The Favourite is a film that has all the right ingredients to be an Oscar hit, feeling like what would happen if Armando Iannucci wrote Whit Stillman's Love & Friendship. It is a period drama/comedy with an excellent cast that makes the most out of Olivia Colman, Emma Stone, Rachel Weisz and Nicholas Hoult. But despite everything that it has going for it such as the well-polished script, one of the best uses of the C-Word of the year on film, and the talented director, it can’t help but feel like a weaker effort by Yorgos Lanthimos, but that only goes to show just how incredible The Killing of a Sacred Deer and The Lobster are. It is however the director's most accessible film yet and given that it will probably be his most successful film yet, this is clearly a good thing.
Colman plays Queen Anne, a frail, easily manipulated Monarch who is constantly changing her mind about her decisions and allowing her close childhood friend Lady Sarah Churchill (Weisz) to essentially govern the country in her place. This is a status quo that has existed for an age until the arrival of Emma Stone’s servant Abigail threatens to overthrow everything that Sarah worked so hard to achieve. Despite starting on the best of terms it quickly turns into a dog-eat-dog competition with both sides, Sarah and Abigail, doing everything that they can do to earn and keep earning the ear and attention of the Queen. It’s a thankless task that has both on edge, and as their schemes escalate over the course of the film it’s only a matter of time before things turn out to be deadly.
The costume and set design in The Favourite is impeccable and it’s hard not to fault Lanthimos’ direction. It’s talented and well choreographed, nothing feels claustrophobic and nothing feels clumsily edited, and it's always easy to tell who's where regardless of the location. The Favourite shines at its best when it makes the most out of the actors, with Stone and Weisz playing off against each other well, first as potential friends who understand each other, and then again as rivals, watched over by an all-seeing Colman who is well deserving of the best actress nomination that she is inevitably going to get, if not the best actress win. Stone gets more screen-time than Weisz but both actresses are effective in what they do, and it's not unfeesable to see both getting nominated for supporting actress for the same film.

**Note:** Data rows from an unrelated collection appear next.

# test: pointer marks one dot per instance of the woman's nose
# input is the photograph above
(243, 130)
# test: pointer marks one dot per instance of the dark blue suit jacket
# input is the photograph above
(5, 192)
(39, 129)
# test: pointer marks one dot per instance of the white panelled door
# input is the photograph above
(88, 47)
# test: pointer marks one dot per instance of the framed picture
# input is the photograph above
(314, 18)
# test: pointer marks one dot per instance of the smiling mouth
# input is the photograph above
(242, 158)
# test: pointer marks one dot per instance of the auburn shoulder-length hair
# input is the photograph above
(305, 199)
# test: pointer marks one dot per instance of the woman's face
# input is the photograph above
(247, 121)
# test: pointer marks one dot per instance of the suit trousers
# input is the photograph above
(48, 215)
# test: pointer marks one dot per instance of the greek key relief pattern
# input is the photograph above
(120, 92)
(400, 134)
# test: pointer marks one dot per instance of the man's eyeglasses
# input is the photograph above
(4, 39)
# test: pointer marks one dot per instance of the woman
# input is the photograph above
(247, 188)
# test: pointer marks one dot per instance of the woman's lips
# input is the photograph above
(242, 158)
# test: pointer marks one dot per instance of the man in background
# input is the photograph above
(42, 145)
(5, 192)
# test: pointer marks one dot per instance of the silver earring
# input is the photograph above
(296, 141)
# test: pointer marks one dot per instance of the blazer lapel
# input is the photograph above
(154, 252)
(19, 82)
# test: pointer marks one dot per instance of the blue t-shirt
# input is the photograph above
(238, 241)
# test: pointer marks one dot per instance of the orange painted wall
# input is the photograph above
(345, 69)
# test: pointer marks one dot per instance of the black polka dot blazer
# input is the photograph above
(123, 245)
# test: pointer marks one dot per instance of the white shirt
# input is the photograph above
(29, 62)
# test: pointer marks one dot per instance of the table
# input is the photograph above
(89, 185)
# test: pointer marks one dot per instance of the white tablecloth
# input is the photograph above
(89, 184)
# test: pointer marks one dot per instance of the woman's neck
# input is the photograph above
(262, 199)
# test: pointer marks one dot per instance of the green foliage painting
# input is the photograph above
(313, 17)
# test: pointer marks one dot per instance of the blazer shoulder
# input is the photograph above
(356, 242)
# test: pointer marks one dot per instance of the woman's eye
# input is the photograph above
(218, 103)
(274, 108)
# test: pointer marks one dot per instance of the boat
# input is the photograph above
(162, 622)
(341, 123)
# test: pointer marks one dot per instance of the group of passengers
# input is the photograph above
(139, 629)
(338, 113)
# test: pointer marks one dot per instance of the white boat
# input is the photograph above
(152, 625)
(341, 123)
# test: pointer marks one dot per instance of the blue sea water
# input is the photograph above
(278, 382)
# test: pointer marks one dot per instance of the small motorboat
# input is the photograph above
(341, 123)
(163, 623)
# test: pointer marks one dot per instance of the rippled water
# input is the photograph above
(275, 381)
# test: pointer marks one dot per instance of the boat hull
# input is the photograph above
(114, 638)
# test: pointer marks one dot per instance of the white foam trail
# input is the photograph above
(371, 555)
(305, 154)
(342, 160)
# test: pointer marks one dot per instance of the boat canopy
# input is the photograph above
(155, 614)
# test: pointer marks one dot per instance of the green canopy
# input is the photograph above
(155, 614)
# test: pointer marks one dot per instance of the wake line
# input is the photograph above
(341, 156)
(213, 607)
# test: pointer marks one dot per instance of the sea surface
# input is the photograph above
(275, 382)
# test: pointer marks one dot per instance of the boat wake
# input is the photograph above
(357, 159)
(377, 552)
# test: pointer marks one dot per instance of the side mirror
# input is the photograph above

The script does meander at times even if the dialogue is on point and as sharp as ever (“he’s completely cuntstruck by you” is one of the best lines in the entire film in the context of its delivery, and out of the films that I’ve seen at the London Film Festival so far, the only things that came close to matching the laughter that this film earned were in the opening two chapters of The Ballad of Buster Scruggs and most of Sorry to Bother You). It's safe to say that The Favourite opts for a more outwardly comedic approach than Lanthimos’ previous work, which is a good thing. But as mentioned before, something feels lacking and it never really has the staying power, feeling at times much too like a standard conventional period dramedy rather than bringing that something extra to the table that Lanthimos normally does with his films.
Yet despite this The Favourite rarely stumbles. What most people feared would happen when Lanthimos directed off a script he didn’t write would happen didn’t happen, and on top of that, it should also be worth mentioning that you’ll be hard pushed to find another film that comes out this year with a better duck than Horatio: The Fastest Duck in the City. Like the film itself, the duck left an impression and this is going to be one of the biggest talking points in the Oscar race which is edging ever closer.